1. Objectives Mitophagy, the selective degradation of defective mitochondria, plays a crucial role in maintaining cellular homeostasis. Disruptions in this process can result in chronic inflammation, contributing to the development of various diseases such as atherosclerosis and cardiometabolic syndrome. Our study aims to identify potential activators of mitophagy, with the goal of developing novel anti-inflammatory therapeutics. By targeting mitophagy pathways, we seek to mitigate the inflammatory responses associated with non-infectious diseases. 2. Materials and methods An original python program was written to search for compounds in chemical databases.
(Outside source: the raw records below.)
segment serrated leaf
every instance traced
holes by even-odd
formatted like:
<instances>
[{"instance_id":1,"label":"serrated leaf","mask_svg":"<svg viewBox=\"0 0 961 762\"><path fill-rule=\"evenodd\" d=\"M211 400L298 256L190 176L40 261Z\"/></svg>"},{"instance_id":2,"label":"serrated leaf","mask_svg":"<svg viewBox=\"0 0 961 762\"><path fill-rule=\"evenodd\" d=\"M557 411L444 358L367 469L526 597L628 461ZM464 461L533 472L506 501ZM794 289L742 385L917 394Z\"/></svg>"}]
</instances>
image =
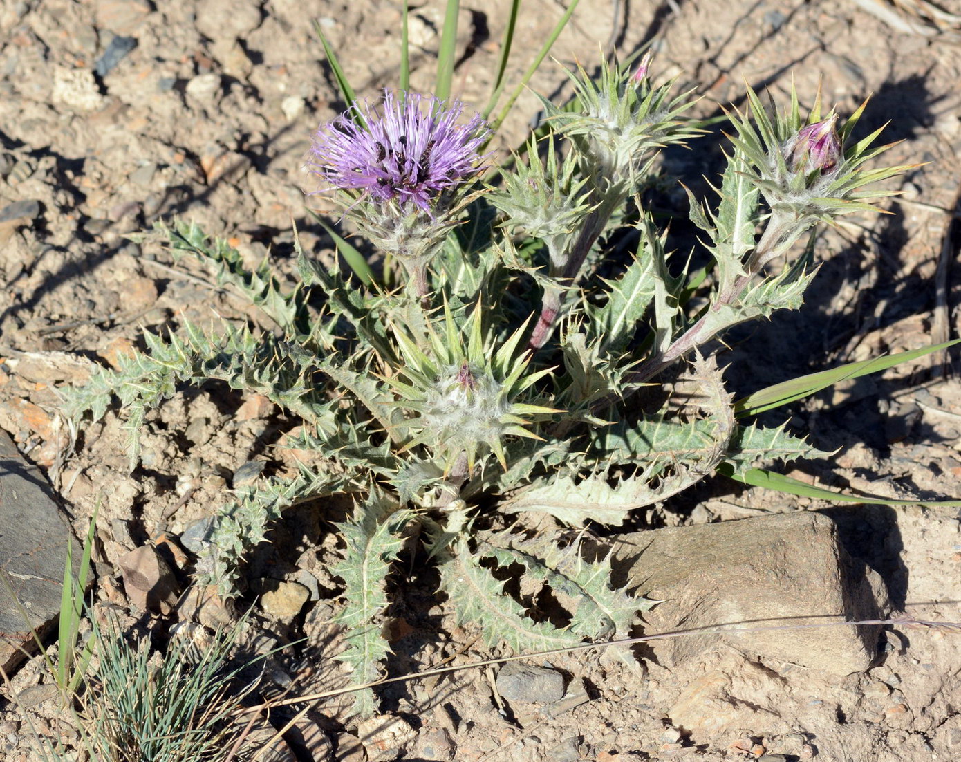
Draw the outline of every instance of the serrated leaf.
<instances>
[{"instance_id":1,"label":"serrated leaf","mask_svg":"<svg viewBox=\"0 0 961 762\"><path fill-rule=\"evenodd\" d=\"M306 307L302 306L296 290L286 295L282 293L281 283L266 259L256 269L250 269L234 246L223 238L208 235L193 222L175 219L168 226L160 221L154 224L154 230L167 238L175 259L185 254L192 255L212 269L218 285L235 286L285 332L308 332Z\"/></svg>"},{"instance_id":2,"label":"serrated leaf","mask_svg":"<svg viewBox=\"0 0 961 762\"><path fill-rule=\"evenodd\" d=\"M772 460L787 462L799 457L826 457L829 455L801 437L788 433L784 427L762 429L752 424L737 427L725 463L733 469L732 474L745 474Z\"/></svg>"},{"instance_id":3,"label":"serrated leaf","mask_svg":"<svg viewBox=\"0 0 961 762\"><path fill-rule=\"evenodd\" d=\"M491 648L506 644L515 652L547 651L580 642L574 632L555 629L527 616L520 603L504 593L504 582L478 563L466 539L452 548L440 564L440 586L447 593L458 625L477 623Z\"/></svg>"},{"instance_id":4,"label":"serrated leaf","mask_svg":"<svg viewBox=\"0 0 961 762\"><path fill-rule=\"evenodd\" d=\"M566 473L533 479L508 494L507 512L543 511L571 525L585 521L621 524L628 511L686 489L712 473L727 452L735 430L730 395L713 357L699 357L690 376L700 390L694 407L703 419L615 425L598 431L585 457ZM633 464L634 473L612 472Z\"/></svg>"},{"instance_id":5,"label":"serrated leaf","mask_svg":"<svg viewBox=\"0 0 961 762\"><path fill-rule=\"evenodd\" d=\"M584 330L588 341L596 340L602 349L617 355L623 352L637 332L657 283L653 257L642 250L617 281L604 281L606 299L601 307L584 308Z\"/></svg>"},{"instance_id":6,"label":"serrated leaf","mask_svg":"<svg viewBox=\"0 0 961 762\"><path fill-rule=\"evenodd\" d=\"M563 550L550 544L541 553L512 539L516 538L507 533L495 535L482 543L479 553L493 556L501 566L523 564L526 578L550 585L561 602L573 608L568 629L577 635L591 640L628 637L637 612L653 605L653 602L610 586L609 555L589 562L581 557L577 544Z\"/></svg>"}]
</instances>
Molecular dynamics methods in the Schrödinger Biologics Suite and Schrödinger Maestro software packages were for evaluating mitophagy stimulating activity. The selection of discovered organic molecules was synthesized by a third-party laboratory using the Wittig reaction. 3. Results We developed a custom Python program to search for compounds with a known ability to stimulate mitophagy. 100 compounds with four types of biological activity were selected as a result of this script launch, i.e. PINK1 protein kinase activators (artificial cytokinin-like plant hormone kinetin and its analogues), sirtuin-3 activators (compound ADTL-SA1215), deubiquitation inhibitors (compounds MF-094 and MF-095), as well as compounds that alter the membrane potential of mitochondrial membranes (Jatrophone and Jatrogossone A). Then we obtained conformational characteristics of the most active stimulators of mitophagy by conducting simulations of molecular dynamics. Based on these data, 30 molecules with the best predicted mitophagy-stimulating activity were selected for in vitro tests. The organic synthesis of these compounds was carried out by conducting the Wittig reaction between maleinimide and aromatic aldehydes of various structures. The obtained benzylidene succinimides were used to produce diazo compounds for their subsequent modification with various heterocycles functionalized with hydroxyl groups. 4. Conclusion Our study identified and synthesized potential mitophagy activators for developing anti-inflammatory therapeutics for non-infectious diseases. Molecular dynamics simulations refined the selection to 30 candidates with predicted efficacy. However, in vitro experiments are still required to test these potential mitophagy stimulators, which could lead to the preclinical phase of drug development.